`CoTenGra`

Contraction paths for large tensor networks using various graph based methods - compatible with opt_einsum and so quimb. For a full explanation see the paper this project accompanies: 'Hyper-optimized tensor network contraction' - and if this project is useful please consider citing to encourage further development!

The key methods here repeatedly build a contraction tree, using some combination of agglomerative and divisive heuristics, then sample these stochastically whilst having their algorithmic parameters tuned by a Bayesian optimizer so as to target the lowest space or time complexity.

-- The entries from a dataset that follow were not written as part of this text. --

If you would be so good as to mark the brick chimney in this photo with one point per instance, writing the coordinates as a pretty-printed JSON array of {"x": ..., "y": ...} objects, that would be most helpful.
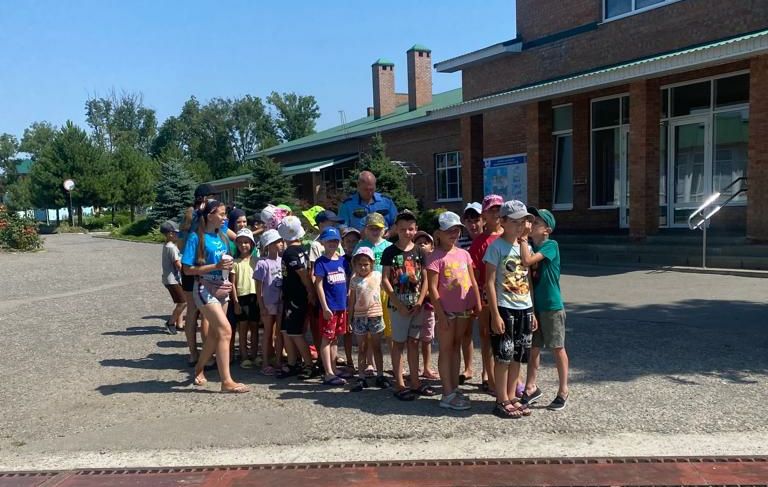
[
  {"x": 419, "y": 76},
  {"x": 384, "y": 99}
]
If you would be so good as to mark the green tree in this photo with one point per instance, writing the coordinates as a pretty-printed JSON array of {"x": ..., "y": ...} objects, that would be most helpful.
[
  {"x": 174, "y": 191},
  {"x": 391, "y": 179},
  {"x": 296, "y": 114},
  {"x": 267, "y": 185}
]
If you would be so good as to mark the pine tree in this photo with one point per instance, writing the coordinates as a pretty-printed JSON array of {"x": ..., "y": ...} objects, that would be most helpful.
[
  {"x": 268, "y": 184},
  {"x": 174, "y": 192},
  {"x": 391, "y": 179}
]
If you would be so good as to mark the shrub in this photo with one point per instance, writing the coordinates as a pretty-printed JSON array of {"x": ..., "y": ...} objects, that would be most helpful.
[{"x": 17, "y": 233}]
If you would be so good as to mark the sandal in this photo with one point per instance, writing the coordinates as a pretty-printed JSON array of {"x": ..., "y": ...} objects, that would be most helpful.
[
  {"x": 404, "y": 394},
  {"x": 502, "y": 411},
  {"x": 424, "y": 390}
]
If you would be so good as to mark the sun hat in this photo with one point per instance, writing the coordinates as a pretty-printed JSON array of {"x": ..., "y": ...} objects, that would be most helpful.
[
  {"x": 268, "y": 238},
  {"x": 474, "y": 206},
  {"x": 329, "y": 233},
  {"x": 245, "y": 233},
  {"x": 290, "y": 229},
  {"x": 366, "y": 251},
  {"x": 168, "y": 227},
  {"x": 448, "y": 220},
  {"x": 545, "y": 215},
  {"x": 375, "y": 220},
  {"x": 514, "y": 209}
]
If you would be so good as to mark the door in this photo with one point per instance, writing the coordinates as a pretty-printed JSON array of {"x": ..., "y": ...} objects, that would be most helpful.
[{"x": 690, "y": 167}]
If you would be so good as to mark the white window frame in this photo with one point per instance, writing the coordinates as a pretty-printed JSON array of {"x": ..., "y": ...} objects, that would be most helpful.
[
  {"x": 592, "y": 130},
  {"x": 437, "y": 155},
  {"x": 555, "y": 137},
  {"x": 634, "y": 10}
]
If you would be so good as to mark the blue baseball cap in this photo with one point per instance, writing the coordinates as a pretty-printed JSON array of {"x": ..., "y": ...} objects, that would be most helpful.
[{"x": 330, "y": 233}]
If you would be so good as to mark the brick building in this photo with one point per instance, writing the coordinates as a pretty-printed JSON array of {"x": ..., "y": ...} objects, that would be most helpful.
[{"x": 618, "y": 114}]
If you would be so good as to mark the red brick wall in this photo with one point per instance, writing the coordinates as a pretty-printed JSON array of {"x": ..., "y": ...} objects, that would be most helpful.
[
  {"x": 539, "y": 18},
  {"x": 667, "y": 28}
]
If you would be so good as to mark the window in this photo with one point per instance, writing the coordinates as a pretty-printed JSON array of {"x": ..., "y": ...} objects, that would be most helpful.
[
  {"x": 562, "y": 187},
  {"x": 609, "y": 117},
  {"x": 620, "y": 8},
  {"x": 448, "y": 176}
]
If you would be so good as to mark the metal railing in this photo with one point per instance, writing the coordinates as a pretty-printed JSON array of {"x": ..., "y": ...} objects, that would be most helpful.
[{"x": 700, "y": 218}]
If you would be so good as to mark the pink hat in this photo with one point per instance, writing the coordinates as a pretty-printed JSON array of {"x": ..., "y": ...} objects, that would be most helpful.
[{"x": 492, "y": 200}]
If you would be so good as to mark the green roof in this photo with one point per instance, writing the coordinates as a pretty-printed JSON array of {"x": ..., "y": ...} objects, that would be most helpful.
[
  {"x": 367, "y": 125},
  {"x": 24, "y": 166}
]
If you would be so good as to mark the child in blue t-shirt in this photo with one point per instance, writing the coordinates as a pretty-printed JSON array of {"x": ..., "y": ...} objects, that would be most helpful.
[{"x": 331, "y": 283}]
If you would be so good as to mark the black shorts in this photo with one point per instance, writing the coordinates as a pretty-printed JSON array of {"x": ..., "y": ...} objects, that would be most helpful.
[
  {"x": 294, "y": 314},
  {"x": 514, "y": 345},
  {"x": 187, "y": 283},
  {"x": 249, "y": 308}
]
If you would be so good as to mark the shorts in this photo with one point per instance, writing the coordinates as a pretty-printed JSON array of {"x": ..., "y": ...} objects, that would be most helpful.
[
  {"x": 187, "y": 283},
  {"x": 551, "y": 331},
  {"x": 405, "y": 327},
  {"x": 249, "y": 308},
  {"x": 336, "y": 326},
  {"x": 514, "y": 345},
  {"x": 201, "y": 296},
  {"x": 428, "y": 326},
  {"x": 177, "y": 293},
  {"x": 273, "y": 309},
  {"x": 294, "y": 314},
  {"x": 362, "y": 325}
]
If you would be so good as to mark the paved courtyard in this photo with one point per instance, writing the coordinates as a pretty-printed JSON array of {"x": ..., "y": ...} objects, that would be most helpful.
[{"x": 663, "y": 363}]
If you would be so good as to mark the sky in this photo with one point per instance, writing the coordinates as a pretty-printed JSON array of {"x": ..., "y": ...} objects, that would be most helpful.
[{"x": 55, "y": 55}]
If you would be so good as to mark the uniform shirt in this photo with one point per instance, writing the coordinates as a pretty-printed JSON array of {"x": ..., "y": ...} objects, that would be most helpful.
[
  {"x": 546, "y": 285},
  {"x": 354, "y": 211},
  {"x": 512, "y": 288}
]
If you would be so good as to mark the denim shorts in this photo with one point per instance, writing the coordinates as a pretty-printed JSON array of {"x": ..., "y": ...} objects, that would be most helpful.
[{"x": 514, "y": 344}]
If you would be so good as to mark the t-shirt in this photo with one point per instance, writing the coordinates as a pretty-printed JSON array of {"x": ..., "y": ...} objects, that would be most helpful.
[
  {"x": 243, "y": 270},
  {"x": 170, "y": 255},
  {"x": 367, "y": 295},
  {"x": 405, "y": 272},
  {"x": 453, "y": 280},
  {"x": 334, "y": 275},
  {"x": 512, "y": 288},
  {"x": 269, "y": 272},
  {"x": 215, "y": 247},
  {"x": 294, "y": 260},
  {"x": 378, "y": 251},
  {"x": 546, "y": 285},
  {"x": 477, "y": 251}
]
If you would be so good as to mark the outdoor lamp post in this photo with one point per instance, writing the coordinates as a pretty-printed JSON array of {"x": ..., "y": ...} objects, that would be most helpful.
[{"x": 69, "y": 185}]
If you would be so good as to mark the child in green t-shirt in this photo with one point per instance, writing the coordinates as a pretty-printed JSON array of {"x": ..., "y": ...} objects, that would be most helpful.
[{"x": 548, "y": 306}]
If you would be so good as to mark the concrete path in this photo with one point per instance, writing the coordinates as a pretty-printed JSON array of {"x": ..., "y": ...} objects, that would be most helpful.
[{"x": 663, "y": 363}]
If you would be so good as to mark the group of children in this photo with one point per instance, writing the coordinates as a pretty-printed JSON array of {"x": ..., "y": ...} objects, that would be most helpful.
[{"x": 398, "y": 286}]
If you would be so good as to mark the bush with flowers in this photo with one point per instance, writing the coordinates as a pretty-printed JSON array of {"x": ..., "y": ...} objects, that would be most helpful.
[{"x": 18, "y": 233}]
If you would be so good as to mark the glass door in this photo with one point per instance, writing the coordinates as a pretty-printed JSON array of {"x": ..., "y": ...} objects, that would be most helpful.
[{"x": 690, "y": 167}]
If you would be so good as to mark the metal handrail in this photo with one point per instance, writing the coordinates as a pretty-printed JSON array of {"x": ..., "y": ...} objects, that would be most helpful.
[{"x": 708, "y": 209}]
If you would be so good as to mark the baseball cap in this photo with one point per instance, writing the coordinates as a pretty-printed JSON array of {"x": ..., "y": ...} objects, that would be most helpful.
[
  {"x": 290, "y": 229},
  {"x": 448, "y": 220},
  {"x": 492, "y": 200},
  {"x": 269, "y": 237},
  {"x": 366, "y": 251},
  {"x": 169, "y": 226},
  {"x": 328, "y": 216},
  {"x": 204, "y": 189},
  {"x": 329, "y": 233},
  {"x": 375, "y": 220},
  {"x": 474, "y": 206},
  {"x": 422, "y": 233},
  {"x": 245, "y": 233},
  {"x": 545, "y": 215},
  {"x": 514, "y": 209}
]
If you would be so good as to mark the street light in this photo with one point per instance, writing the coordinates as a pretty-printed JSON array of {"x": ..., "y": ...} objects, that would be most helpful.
[{"x": 69, "y": 185}]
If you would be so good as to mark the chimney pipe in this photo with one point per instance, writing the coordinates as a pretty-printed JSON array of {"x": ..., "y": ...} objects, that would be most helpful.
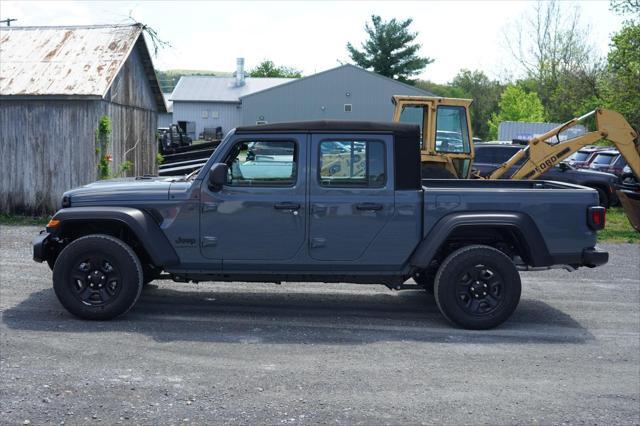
[{"x": 240, "y": 72}]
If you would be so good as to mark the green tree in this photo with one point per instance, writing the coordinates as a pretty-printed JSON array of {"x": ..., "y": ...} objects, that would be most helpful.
[
  {"x": 390, "y": 50},
  {"x": 485, "y": 94},
  {"x": 622, "y": 83},
  {"x": 268, "y": 69},
  {"x": 516, "y": 105}
]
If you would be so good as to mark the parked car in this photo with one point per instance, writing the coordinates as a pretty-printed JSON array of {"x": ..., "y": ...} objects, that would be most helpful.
[
  {"x": 583, "y": 157},
  {"x": 610, "y": 161},
  {"x": 489, "y": 156},
  {"x": 373, "y": 222}
]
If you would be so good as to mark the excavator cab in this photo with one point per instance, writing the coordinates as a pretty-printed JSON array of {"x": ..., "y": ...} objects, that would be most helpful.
[{"x": 446, "y": 141}]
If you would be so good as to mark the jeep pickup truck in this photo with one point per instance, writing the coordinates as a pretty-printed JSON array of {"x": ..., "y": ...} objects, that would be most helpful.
[{"x": 311, "y": 212}]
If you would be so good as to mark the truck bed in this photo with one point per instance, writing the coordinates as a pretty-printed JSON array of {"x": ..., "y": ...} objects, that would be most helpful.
[{"x": 486, "y": 184}]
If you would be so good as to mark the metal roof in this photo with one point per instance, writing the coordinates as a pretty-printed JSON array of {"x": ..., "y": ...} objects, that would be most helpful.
[
  {"x": 331, "y": 70},
  {"x": 221, "y": 89},
  {"x": 69, "y": 60}
]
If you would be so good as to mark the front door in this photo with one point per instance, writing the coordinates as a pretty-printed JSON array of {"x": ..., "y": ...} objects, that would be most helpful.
[
  {"x": 259, "y": 215},
  {"x": 351, "y": 194}
]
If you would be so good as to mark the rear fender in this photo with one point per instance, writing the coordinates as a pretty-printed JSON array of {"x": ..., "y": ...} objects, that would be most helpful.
[{"x": 529, "y": 238}]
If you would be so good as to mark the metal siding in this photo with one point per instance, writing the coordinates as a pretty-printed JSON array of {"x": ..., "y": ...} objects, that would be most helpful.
[
  {"x": 370, "y": 96},
  {"x": 229, "y": 115}
]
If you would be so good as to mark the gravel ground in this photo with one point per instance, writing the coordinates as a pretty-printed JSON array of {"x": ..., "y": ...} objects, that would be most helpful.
[{"x": 320, "y": 353}]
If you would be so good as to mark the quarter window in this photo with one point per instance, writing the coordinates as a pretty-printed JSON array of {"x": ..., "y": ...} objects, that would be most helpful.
[
  {"x": 358, "y": 163},
  {"x": 262, "y": 163}
]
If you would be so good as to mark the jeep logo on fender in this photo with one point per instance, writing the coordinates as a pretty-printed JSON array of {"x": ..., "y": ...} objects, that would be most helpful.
[{"x": 185, "y": 241}]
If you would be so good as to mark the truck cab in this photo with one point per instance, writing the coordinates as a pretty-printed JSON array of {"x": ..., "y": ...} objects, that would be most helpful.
[{"x": 326, "y": 201}]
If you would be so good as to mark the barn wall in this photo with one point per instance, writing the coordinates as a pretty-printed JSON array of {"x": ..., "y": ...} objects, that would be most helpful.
[
  {"x": 132, "y": 137},
  {"x": 228, "y": 114},
  {"x": 48, "y": 147},
  {"x": 131, "y": 84}
]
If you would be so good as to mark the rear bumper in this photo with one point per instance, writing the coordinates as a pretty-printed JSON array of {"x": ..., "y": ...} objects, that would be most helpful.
[
  {"x": 40, "y": 245},
  {"x": 593, "y": 257}
]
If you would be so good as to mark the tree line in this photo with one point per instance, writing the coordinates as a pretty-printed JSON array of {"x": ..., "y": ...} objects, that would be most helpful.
[{"x": 561, "y": 76}]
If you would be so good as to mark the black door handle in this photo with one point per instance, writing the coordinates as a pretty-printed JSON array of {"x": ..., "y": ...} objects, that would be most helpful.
[
  {"x": 286, "y": 206},
  {"x": 369, "y": 206}
]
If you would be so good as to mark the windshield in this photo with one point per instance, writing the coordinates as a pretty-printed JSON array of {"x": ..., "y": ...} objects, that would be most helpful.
[
  {"x": 579, "y": 156},
  {"x": 604, "y": 159}
]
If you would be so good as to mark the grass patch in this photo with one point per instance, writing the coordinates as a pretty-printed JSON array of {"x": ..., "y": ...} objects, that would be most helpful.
[
  {"x": 618, "y": 229},
  {"x": 20, "y": 220}
]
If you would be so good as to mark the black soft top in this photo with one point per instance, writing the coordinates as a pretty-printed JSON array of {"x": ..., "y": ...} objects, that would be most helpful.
[{"x": 334, "y": 126}]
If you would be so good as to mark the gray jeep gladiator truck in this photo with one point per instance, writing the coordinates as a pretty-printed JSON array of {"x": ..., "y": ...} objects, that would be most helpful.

This repository also contains a tensor network slicing implementation (for splitting contractions into many independent chunks each with lower memory) that will hopefully be added directly into opt_einsum at some point. The slicing can be performed within the Bayesian optimization loop to explicitly target contraction paths that slice well to low memory.

⚠️ Commits since 906f838 additionally add functionality first demonstrated in 'Classical Simulation of Quantum Supremacy Circuits' - namely, contraction subtree reconfiguration and the interleaving of this with slicing.

Installation 🔨
Basic usage ⚡
List of optimizer methods
- Adding your own 🌲
Tree Modifications
Parallelization
Reusing and Caching Paths 🗃️
Visualization
Possible ToDos

Installation 🔨

Basic requirements are opt_einsum and either cytoolz or toolz. Other than that the following python packages are recommended:

kahypar - Karlsruhe Hypergraph Partitioning for high quality divisive tree building (available via pip)
tqdm - for showing live progress (available via pip or conda)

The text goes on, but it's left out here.